1
I have a MAAS 3.7.2 deployment with separate region and rack controllers. The rack controller (10.x.y.51) cannot connect to the Temporal service on the region controller (10.x.y.50), causing the maas-agent service to crash in a restart loop.
This prevents the httpproxy.sock from being created, which results in 502 errors when machines attempt PXE boot.
- MAAS Version: 3.7.2-17972-g.35e297c4d (both)
- Temporal Port: 5271 (gRPC frontend)
On Rack Controller
maas-agent Temporal connection failures:
maas-agent[46264]: ERR Temporal client error error="failed reaching server: context deadline exceeded while waiting for connections to become ready" maas.pebble[45464]: Service "agent" stopped unexpectedly with code 1 maas.pebble[45464]: Service "agent" on-failure action is "restart", waiting ~500ms before restart (backoff 1)
PXE boot 502 errors (machine 10.x.z.18 requesting bootx64.efi):
maas-rackd[45499]: provisioningserver.rackdservices.tftp: [info] bootx64.efi requested by 10.x.z.18
maas-http[45608]: [crit] connect() to unix:/run/snap.maas/httpproxy.sock failed (2: No such file or directory)
maas-http[45612]: 127.0.0.1 - - "GET /images/bootx64.efi HTTP/1.1" 502 166
On region controller:
Temporal is running and healthy
$ sudo netstat -tlnp | grep temporal
tcp 0 0 127.0.0.1:9000 0.0.0.0:* LISTEN temporal-serv
tcp6 0 0 :::5271 :::* LISTEN temporal-serv
tcp6 0 0 :::5272 :::* LISTEN temporal-serv
tcp6 0 0 :::5273 :::* LISTEN temporal-serv
I’ve tried to open firewall tcp/udp all ports between region controller and rack controller and the problem persisted.
1. The Temporal config shows rpcAddress: “localhost:7233” but the server listens on port 5271. Is the rack agent trying to connect to the wrong endpoint?
2. How does the rack controller learn the Temporal endpoint from the region?
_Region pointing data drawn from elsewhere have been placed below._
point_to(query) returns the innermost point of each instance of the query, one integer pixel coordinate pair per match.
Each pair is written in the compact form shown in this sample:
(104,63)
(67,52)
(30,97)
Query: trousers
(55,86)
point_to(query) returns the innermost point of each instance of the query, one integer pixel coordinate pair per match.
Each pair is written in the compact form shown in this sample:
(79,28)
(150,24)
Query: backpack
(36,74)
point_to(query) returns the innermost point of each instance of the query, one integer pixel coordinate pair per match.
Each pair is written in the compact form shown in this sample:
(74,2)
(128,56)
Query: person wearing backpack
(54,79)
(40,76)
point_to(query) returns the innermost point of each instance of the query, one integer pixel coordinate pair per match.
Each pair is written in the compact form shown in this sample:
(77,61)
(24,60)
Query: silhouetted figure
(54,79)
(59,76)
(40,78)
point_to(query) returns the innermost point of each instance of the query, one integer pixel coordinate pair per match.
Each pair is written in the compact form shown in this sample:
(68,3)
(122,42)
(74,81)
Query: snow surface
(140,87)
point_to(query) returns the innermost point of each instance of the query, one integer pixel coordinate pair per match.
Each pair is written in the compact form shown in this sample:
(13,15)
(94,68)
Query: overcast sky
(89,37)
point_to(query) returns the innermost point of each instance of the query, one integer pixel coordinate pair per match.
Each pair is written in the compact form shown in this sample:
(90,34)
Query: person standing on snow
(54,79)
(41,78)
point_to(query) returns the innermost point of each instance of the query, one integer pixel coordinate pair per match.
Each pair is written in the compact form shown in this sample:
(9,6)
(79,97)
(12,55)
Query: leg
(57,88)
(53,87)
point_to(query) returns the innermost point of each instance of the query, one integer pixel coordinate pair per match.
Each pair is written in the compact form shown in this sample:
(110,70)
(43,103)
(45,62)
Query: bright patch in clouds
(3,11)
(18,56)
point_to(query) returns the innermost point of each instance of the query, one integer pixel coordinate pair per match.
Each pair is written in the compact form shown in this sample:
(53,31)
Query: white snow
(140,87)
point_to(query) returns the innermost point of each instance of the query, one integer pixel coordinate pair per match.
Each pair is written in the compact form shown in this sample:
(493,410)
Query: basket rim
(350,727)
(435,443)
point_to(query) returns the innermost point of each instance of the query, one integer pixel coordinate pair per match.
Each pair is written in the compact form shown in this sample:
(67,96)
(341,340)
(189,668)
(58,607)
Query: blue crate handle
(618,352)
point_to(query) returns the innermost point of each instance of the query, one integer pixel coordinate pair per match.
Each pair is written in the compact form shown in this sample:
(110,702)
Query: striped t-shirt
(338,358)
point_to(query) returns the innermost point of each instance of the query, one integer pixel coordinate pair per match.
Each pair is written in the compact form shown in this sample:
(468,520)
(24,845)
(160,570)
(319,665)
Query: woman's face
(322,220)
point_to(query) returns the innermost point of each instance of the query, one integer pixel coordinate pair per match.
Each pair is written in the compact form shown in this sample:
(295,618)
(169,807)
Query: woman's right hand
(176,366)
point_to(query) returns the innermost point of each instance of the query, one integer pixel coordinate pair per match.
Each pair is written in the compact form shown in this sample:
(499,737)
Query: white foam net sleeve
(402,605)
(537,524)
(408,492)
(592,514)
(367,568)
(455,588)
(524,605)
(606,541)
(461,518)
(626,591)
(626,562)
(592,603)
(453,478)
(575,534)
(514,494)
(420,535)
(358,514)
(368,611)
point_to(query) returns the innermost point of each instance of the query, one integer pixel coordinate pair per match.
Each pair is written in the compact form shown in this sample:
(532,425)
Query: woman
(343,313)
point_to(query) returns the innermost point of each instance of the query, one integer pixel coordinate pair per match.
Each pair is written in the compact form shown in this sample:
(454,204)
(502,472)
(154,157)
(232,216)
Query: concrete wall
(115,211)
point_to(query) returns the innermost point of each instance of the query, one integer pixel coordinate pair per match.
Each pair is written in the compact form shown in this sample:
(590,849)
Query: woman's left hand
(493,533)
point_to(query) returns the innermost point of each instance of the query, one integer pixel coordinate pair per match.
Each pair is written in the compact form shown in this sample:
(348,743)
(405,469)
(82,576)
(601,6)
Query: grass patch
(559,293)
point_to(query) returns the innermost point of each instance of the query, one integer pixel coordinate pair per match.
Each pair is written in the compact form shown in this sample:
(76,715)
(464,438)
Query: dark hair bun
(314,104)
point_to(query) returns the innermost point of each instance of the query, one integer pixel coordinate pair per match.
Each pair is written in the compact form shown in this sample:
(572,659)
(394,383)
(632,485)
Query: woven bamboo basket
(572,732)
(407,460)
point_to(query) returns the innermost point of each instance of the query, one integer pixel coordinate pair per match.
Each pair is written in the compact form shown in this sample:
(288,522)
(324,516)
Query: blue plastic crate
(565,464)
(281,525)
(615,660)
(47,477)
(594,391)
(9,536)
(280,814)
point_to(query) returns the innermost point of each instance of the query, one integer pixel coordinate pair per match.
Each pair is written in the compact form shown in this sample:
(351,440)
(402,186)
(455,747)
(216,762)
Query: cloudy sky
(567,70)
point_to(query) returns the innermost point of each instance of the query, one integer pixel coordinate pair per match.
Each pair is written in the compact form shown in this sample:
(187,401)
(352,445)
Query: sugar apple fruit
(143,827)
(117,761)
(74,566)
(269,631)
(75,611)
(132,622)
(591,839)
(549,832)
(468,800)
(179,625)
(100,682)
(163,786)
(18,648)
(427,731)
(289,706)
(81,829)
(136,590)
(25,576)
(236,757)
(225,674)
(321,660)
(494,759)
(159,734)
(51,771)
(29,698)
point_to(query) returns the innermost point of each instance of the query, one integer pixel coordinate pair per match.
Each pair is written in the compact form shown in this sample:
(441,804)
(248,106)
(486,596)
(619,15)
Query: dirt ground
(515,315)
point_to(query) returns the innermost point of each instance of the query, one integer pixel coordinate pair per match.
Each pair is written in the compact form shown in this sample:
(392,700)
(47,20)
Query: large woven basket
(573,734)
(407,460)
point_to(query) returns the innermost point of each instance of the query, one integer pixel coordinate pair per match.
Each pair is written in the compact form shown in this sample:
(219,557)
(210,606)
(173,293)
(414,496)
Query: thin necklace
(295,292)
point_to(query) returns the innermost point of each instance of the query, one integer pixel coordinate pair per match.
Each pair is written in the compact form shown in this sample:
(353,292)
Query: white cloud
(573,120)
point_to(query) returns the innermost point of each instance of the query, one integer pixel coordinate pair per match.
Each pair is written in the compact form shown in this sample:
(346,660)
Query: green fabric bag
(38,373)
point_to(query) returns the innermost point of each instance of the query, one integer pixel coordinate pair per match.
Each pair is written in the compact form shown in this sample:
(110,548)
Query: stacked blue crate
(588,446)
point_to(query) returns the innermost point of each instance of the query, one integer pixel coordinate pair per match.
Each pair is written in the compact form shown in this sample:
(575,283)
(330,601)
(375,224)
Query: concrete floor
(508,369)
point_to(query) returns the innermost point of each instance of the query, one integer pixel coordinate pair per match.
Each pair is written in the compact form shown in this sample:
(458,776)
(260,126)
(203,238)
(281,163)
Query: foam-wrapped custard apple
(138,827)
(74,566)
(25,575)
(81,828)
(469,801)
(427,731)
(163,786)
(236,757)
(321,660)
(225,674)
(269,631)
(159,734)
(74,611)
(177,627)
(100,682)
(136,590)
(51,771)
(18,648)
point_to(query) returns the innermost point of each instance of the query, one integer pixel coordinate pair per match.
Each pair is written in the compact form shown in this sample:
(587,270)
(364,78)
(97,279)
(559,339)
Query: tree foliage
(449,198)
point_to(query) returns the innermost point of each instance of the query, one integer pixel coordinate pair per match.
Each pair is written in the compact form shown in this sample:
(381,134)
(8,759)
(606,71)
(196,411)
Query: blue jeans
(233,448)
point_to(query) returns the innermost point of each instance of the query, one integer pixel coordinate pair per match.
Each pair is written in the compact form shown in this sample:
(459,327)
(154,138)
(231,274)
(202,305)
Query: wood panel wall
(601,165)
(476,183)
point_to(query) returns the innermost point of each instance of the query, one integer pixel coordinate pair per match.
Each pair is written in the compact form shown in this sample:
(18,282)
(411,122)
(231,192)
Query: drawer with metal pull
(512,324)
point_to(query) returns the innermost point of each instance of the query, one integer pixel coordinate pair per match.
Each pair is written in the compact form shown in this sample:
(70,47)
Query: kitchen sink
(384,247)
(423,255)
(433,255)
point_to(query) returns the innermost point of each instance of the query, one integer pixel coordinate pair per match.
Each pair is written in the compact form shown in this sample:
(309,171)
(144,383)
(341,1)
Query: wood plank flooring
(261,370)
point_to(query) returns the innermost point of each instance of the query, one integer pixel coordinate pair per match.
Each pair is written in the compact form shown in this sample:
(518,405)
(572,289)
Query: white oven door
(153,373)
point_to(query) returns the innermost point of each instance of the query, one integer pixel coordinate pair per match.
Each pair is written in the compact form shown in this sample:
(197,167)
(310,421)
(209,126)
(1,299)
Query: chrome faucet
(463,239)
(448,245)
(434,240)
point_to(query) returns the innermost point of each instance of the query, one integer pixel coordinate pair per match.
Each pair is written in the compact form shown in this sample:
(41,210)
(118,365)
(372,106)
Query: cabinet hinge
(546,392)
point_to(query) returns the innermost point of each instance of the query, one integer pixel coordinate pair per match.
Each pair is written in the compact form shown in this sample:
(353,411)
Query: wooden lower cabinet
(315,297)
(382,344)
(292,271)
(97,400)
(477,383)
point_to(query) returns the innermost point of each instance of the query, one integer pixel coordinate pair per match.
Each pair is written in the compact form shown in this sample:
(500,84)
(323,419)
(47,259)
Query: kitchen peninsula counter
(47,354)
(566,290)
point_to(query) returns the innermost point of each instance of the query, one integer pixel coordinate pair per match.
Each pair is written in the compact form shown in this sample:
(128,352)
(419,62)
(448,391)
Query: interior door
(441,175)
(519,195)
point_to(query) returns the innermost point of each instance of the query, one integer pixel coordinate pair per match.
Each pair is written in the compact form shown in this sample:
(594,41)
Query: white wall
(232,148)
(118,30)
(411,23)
Is there a configuration file I should check/edit?
3. The Temporal frontend requires TLS client auth (requireClientAuth: true). Could certificate trust be preventing the connection?
4. What’s the correct way to configure the rack’s agent to connect to the region’s Temporal service?
More info:
maas --version
MAAS 3.7.2 (3.7.2-17972-g.35e297c4d)
Postgres 16
Any suggestion / guidance is greatly appreciated!